7. Life-balance myth: ‘There’s no such thing as work-life balance. There’s work, and there’s life and there’s no balance’ Sheryl Sandberg, 2012.[iii]The resources you devote across the areas of your life are finite. Expertise in all areas is rarely achieved. Excellence is a choice, and the opportunity-cost of this choice manifests as reduced or poor work-life balance. If you devote your energies to excellence, and what matters to you, then finding the time to practice and reach your potential will require sacrifices in other areas of your life. Deliberate practice with the goal of improvement is disciplined, structured and requires effort.

8. In your corner: people matter. Loneliness is as much a threat to our longevity as smoking or alcoholism. Your success, wellbeing and performance are based on the people around you. People who buffer you from stress and whom you rely on for love, care and support. Understand who is in your corner and on your team. Be grateful for assistance and repay support you have received with your proactive support to others. There are four types of social support to select, blend and employ: 

  • tangible, help with the practicalities of life
  • informational, help solve a problem
  • esteem, emphasises people’s strengths and minimises their self-criticism
  • emotional, physical and emotional comfort, including generously giving someone your time and listening to their story. Listen more, speak less and ask how you can best support people

9. The gratitude attitude: remain grateful, savour the moments and use happiness as one of your tools for success. By appreciating your opportunities, you will experience gratitude every day. Intentional activities allow us to act on our circumstances – through our thoughts, plans, and behaviours, including be kind to others, maintain a sense of personal control and be grateful for your life and the people in your life.[iv]
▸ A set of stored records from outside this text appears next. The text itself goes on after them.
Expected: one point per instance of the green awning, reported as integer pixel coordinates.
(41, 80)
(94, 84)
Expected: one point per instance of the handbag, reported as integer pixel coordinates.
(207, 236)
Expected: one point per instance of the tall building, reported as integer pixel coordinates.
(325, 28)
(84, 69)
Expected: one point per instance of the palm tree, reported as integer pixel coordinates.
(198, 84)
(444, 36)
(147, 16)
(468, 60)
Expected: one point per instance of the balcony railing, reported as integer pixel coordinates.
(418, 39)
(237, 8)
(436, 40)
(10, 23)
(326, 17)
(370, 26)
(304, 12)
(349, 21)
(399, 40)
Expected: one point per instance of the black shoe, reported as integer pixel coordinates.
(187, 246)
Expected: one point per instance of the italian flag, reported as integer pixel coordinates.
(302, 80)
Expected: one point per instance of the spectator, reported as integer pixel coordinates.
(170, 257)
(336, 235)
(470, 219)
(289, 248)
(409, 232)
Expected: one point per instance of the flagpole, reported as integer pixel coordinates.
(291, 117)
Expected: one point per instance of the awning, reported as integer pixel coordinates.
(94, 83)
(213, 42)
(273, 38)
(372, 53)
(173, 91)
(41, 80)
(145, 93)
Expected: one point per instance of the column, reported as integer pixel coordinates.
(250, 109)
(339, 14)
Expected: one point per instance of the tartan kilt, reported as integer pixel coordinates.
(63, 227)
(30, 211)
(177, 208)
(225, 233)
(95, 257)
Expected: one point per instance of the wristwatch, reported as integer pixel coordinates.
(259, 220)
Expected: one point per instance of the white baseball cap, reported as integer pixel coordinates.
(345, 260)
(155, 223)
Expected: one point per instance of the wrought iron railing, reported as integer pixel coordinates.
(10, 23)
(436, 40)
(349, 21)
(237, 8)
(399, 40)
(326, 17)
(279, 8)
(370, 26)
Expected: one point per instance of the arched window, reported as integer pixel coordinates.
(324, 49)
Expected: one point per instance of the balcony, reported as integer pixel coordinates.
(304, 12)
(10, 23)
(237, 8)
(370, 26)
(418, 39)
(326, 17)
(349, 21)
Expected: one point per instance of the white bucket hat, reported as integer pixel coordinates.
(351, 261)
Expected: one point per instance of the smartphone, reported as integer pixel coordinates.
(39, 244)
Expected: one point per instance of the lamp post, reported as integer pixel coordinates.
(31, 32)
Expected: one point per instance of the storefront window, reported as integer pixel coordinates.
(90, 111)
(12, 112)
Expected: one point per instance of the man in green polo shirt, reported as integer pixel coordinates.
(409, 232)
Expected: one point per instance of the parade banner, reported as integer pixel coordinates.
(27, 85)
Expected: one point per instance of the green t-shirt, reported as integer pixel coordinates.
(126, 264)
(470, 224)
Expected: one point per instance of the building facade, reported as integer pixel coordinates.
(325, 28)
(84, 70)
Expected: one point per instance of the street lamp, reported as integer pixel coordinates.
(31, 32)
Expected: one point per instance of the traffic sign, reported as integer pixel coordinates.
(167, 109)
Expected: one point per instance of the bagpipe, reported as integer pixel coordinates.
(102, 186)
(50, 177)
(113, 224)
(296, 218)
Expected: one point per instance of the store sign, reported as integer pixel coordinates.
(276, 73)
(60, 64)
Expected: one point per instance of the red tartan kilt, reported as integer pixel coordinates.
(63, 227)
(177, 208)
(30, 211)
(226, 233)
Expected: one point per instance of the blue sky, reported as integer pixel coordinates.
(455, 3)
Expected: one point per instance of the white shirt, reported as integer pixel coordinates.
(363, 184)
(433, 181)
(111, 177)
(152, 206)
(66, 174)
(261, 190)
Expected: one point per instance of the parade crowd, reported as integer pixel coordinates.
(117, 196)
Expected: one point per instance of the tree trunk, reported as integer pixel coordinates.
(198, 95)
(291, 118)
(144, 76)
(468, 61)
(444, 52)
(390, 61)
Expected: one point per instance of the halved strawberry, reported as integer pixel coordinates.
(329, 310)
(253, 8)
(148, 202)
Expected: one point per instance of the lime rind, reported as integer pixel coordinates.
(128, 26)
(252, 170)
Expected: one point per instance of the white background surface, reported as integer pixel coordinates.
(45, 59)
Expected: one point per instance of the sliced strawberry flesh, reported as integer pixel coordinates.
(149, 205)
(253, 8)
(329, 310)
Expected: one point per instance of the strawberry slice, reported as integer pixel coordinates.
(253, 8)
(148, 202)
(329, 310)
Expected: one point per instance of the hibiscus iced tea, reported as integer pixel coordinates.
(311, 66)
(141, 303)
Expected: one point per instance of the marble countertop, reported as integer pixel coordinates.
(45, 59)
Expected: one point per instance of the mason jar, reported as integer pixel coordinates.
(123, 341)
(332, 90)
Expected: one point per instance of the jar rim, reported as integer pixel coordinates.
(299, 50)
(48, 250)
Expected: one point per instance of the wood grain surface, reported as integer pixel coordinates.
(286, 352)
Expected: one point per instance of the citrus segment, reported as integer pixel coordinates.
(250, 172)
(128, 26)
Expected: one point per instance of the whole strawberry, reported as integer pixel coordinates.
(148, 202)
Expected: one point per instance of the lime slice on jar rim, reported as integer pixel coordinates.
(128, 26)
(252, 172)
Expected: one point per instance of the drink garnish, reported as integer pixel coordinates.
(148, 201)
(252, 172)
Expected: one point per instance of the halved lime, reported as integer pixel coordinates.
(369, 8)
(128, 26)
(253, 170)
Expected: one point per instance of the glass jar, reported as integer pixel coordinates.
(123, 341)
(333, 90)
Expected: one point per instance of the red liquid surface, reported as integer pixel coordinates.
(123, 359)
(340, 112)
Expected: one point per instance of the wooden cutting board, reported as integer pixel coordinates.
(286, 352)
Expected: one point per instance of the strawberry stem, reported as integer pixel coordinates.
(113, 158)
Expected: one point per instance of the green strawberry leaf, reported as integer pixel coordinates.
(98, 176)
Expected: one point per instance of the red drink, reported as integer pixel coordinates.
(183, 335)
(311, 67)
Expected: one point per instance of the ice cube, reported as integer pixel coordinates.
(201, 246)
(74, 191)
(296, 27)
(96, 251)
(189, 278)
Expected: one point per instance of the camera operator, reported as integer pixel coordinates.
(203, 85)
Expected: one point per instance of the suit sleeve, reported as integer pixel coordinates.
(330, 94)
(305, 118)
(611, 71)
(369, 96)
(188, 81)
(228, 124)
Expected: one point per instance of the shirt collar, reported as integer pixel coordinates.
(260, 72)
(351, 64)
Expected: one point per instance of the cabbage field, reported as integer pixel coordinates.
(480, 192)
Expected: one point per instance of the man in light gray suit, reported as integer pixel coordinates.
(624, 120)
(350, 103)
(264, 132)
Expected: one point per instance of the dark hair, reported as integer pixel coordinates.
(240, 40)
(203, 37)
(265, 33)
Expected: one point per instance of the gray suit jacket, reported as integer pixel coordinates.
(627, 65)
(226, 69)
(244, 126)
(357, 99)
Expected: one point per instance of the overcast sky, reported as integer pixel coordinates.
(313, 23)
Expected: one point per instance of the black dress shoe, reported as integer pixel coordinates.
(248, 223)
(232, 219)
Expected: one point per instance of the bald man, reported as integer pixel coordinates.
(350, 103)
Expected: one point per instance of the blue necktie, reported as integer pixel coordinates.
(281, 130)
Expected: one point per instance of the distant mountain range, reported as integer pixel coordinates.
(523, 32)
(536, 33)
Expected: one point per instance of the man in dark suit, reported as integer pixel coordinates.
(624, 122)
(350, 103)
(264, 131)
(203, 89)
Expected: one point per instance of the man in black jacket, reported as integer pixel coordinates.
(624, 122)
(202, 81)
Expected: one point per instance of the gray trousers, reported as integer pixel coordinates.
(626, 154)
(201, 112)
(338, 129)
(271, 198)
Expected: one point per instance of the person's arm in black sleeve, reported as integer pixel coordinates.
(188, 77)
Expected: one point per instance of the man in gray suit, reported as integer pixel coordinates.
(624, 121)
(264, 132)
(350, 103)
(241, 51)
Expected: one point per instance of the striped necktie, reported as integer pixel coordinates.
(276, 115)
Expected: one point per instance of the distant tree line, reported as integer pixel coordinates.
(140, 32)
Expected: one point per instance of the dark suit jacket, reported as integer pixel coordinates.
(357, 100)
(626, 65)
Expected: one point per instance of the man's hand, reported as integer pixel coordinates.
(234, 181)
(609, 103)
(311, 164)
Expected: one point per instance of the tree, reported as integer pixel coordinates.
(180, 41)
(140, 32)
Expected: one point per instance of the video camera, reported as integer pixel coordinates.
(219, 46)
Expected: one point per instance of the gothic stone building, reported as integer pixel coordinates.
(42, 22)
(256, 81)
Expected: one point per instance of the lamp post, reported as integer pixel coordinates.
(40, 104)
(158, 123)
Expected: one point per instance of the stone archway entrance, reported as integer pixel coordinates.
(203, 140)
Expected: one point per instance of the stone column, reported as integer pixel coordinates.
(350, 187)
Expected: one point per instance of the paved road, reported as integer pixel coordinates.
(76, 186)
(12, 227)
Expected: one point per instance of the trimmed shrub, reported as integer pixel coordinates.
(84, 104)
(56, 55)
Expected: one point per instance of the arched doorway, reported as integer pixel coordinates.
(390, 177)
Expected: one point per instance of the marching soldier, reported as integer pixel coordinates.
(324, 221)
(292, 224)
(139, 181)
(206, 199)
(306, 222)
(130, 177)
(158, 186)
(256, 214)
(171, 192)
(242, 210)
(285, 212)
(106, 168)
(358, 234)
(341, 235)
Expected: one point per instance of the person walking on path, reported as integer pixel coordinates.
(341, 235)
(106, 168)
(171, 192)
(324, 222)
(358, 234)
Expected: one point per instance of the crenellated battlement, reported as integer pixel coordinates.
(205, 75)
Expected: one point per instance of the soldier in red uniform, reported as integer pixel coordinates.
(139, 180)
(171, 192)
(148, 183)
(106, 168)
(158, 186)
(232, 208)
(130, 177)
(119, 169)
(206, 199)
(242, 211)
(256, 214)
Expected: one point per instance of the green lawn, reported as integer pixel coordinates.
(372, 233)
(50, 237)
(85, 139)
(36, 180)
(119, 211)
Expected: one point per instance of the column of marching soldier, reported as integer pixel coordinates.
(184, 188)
10. So it begins: understand the big picture. Savour your positive experiences. Share your talents with the world. Serve others. Enjoy the people, opportunities and experiences in your life knowing that every experience has an ending, yet through every ending comes a new beginning. 

Conclusion

The Elite is a contemporary publication for ADF leaders who seek innovation in human performance to examine, measure, test and empower our people to reach their personal, professional and cultural potential. While The Elite offers ‘knowledge and insights to the mental strengths of great athletes and teams’, Dr Lukins concludes that ‘success is possible for everyone’ and your success is ‘100% yours’. 

Human performance programs in the ADF are entering a period of change and transition to standardised best practice for our people. As occurred with Soldier recovery programs in 2015, our human performance programs are now ready to consolidate gains from innovators throughout Australia, and globally, as we work to enable peak performance for our people and their teams. 

Ultimately, The Elite articulates that people reach their own potential through deliberate plans, daily actions, persistence and connections. Ideally, the ADF’s human performance programs will reflect the simplicity of this message.  

The ADF’s newest workforce are ready for this change. They thrive in opportunities to excel and maximise their potential. As our workplace innovators, our newest workforce can enhance human performance through their day-to-day leadership and actions, enabling the ADF to engage, prepare, build and reform in defending Australia and our national interests.